Whereas, the socio-economic and education classification determined how far you could go up the totem pole, today in contemporary Barbados it is sadly a blight against your character. So often, even in political fora and other platforms on which public speaking is done, we hear of "them people up there on the hill who don't know what dey doing." But this perspective goes even further when getting an education or acting or behaving "bright" makes you some kind of leper. For a country, whose founding Father Barrow fought for free education up to the tertiary level, it is quite absurd to think that anyone who took the time to invest in themselves by the way of education is somehow looked at with disdain for just trying.
As for nationality, I don't have to argue my point if you are aware of the goings on in Barbados for the last 10 years and their relationship with "foreign people" across the region. The minute it becomes known that you are not Barbadian, but a CARICOM national, you are marked with a scarlet X. It becomes almost impossible to be considered a Caribbean sister or brother, instead you are deemed an enemy who must be defeated if marriages and jobs are to be saved. And since everything is fair in love and war, treating non-nationals like they are human and entitled to a sense of dignity and self-respect is sadly (to use my favourite word) absurd.
Assertiveness and Rebelliousness. This one is my personal favourites because as the word 'personal' suggests, I have felt this one. Barbadians are considered the world over as perhaps the most passive of the Caribbean nationalities. Yet in some irony, in this part of the world, when you are quiet and Mary, Mary quite contrary, you are taken as some kind of a joke. You can't be polite, you can't be compassionate, you can't be forgiving and you can't be self-possessed. To be these things is to guarantee a character, and maybe even a physical assault too. The thinking behind this is, if you are the aforementioned in character, then you are fair game to be taken advantage of- bullied and humiliated. Why? You are not, it is assumed, going to fight back. Sadly in Barbados, assertiveness is only understood through curse words, fighting and true to their passive nature, Machiavellian tactics that are always subversive in nature.
While in colonial days one's ability to conform was taken into account in the assessment of worth and value, rebelliousness is today's bog standard. The more wayward, outrageous and thuggish you are the more likely you are to be respected.
Hence, there is this aggression in Barbadians (I know ironic considering their passive reputation) that makes it impossible to treat people with a level of understanding and empathy. Just to survive you have to strip yourself of these normal human characteristics because to not do so would make you vulnerable to the most egregious attacks of character and reputation.
Last but by no means least, the extent to which you subscribe to the use of drugs will surely determine if and where you fit into society. For those who do not subscribe to it in any form or fashion, life is hell. You would think that if you don't have any business in that kind of business that they would just let you be. Sadly, it is absurd to think so.

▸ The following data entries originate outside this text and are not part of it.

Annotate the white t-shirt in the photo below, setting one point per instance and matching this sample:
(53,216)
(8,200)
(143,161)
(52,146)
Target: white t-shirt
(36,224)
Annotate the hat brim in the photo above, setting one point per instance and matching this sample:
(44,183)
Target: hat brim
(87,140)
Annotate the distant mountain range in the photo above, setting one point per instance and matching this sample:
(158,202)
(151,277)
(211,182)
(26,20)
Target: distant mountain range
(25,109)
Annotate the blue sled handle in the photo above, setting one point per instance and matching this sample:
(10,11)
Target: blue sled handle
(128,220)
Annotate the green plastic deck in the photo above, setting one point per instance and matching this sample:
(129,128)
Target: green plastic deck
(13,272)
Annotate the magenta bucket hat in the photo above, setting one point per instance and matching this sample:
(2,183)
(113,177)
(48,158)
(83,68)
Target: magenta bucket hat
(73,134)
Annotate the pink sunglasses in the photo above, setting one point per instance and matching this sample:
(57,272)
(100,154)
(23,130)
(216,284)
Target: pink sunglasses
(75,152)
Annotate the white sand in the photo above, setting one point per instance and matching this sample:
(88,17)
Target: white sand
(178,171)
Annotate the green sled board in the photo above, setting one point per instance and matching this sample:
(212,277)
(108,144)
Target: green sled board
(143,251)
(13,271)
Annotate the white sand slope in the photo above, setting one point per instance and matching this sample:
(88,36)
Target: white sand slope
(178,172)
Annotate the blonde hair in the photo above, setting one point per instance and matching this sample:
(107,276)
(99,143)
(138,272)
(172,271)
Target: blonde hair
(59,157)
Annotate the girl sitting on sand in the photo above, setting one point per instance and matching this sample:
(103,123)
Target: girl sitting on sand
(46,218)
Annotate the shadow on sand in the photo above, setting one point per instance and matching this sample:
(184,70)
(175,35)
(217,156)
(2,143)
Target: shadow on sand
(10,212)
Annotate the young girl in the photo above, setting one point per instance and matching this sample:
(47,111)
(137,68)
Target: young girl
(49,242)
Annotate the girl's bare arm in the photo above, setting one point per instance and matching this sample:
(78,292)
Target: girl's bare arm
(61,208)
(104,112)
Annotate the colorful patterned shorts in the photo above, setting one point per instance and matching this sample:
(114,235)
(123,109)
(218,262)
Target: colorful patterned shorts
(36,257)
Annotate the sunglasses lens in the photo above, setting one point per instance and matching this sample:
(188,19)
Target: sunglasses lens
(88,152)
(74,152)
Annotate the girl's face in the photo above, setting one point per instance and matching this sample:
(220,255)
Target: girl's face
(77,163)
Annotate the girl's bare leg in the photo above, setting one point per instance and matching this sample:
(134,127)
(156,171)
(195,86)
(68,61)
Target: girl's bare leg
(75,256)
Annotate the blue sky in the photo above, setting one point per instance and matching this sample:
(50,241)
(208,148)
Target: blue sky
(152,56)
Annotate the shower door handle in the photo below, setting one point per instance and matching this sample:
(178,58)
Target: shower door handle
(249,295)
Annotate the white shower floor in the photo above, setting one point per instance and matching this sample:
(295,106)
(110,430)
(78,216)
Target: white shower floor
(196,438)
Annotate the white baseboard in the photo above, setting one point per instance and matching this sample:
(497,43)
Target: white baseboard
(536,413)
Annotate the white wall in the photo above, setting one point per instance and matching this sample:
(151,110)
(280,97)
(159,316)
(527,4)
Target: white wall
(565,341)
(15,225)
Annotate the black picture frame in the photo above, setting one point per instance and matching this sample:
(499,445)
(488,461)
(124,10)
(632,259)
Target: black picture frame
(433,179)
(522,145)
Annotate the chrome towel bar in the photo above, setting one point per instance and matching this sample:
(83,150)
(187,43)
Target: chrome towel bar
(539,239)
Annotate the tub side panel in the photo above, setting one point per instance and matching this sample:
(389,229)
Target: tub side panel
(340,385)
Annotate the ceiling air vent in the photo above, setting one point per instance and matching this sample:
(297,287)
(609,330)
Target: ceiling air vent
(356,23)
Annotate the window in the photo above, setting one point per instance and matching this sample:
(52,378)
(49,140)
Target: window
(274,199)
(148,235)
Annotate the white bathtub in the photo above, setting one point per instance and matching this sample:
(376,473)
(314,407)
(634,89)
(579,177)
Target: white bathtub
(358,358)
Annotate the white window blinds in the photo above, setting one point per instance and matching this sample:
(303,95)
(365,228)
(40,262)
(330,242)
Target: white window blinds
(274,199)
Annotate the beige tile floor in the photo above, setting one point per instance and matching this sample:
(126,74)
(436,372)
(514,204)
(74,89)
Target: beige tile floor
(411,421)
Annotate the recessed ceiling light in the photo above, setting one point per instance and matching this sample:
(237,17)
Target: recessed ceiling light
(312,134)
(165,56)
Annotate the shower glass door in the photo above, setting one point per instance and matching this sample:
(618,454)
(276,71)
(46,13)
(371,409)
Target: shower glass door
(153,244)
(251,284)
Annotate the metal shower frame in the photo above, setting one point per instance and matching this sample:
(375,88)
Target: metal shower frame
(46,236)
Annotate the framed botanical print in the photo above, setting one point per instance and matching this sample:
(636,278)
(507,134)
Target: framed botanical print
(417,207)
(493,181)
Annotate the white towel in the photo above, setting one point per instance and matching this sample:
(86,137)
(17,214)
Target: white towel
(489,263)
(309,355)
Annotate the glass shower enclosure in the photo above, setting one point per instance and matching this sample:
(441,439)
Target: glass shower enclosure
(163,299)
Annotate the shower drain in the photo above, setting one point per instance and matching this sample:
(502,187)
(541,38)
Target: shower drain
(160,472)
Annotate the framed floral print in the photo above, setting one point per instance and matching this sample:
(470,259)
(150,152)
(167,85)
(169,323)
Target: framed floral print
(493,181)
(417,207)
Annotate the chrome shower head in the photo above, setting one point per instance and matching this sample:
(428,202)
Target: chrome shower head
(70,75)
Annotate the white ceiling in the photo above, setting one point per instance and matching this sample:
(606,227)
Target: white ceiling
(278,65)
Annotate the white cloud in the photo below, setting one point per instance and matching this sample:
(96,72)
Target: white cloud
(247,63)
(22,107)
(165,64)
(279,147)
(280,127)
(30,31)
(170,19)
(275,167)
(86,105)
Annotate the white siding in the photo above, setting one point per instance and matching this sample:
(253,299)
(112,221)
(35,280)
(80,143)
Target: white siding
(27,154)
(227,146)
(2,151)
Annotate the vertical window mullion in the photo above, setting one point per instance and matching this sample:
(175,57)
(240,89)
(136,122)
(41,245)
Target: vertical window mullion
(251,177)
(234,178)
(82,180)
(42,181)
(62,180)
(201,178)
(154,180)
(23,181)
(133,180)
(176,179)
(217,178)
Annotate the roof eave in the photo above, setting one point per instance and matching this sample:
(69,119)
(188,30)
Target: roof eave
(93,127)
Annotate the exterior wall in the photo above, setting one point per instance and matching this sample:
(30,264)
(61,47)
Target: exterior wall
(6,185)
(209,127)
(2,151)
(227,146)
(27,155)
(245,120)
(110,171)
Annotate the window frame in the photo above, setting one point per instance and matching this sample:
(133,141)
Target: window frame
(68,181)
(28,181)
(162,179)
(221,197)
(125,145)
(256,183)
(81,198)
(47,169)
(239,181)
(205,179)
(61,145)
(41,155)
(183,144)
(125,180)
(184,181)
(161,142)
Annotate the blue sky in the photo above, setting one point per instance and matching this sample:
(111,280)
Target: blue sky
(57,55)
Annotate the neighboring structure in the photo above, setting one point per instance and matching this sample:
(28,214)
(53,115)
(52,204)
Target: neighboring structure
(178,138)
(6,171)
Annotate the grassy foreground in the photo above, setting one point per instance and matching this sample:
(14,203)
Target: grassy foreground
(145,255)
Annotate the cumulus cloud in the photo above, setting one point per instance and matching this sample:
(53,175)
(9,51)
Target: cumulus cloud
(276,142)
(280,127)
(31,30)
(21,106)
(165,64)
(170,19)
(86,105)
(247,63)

As a young woman who came of age with no male presence around, I want to suggest another criteria to this list as well. Whether boy or girl, I do think that the extent to which you have a male presence in and around your life also determines if you are to be considered as human. If you have a strong male presence, especially the ignorant ones who don't mind spending some time in jail, I believe that even if society deems you not worthy to be treated with dignity and respect because of failing the criteria, your chances of making it through this maze is greatly improved.
As for my personal experience, like I said, I was not that fortunate to have such a male presence when I came of age and became aware of this fascinating state of affairs. Maybe if I did, life would have turned out quite differently for me.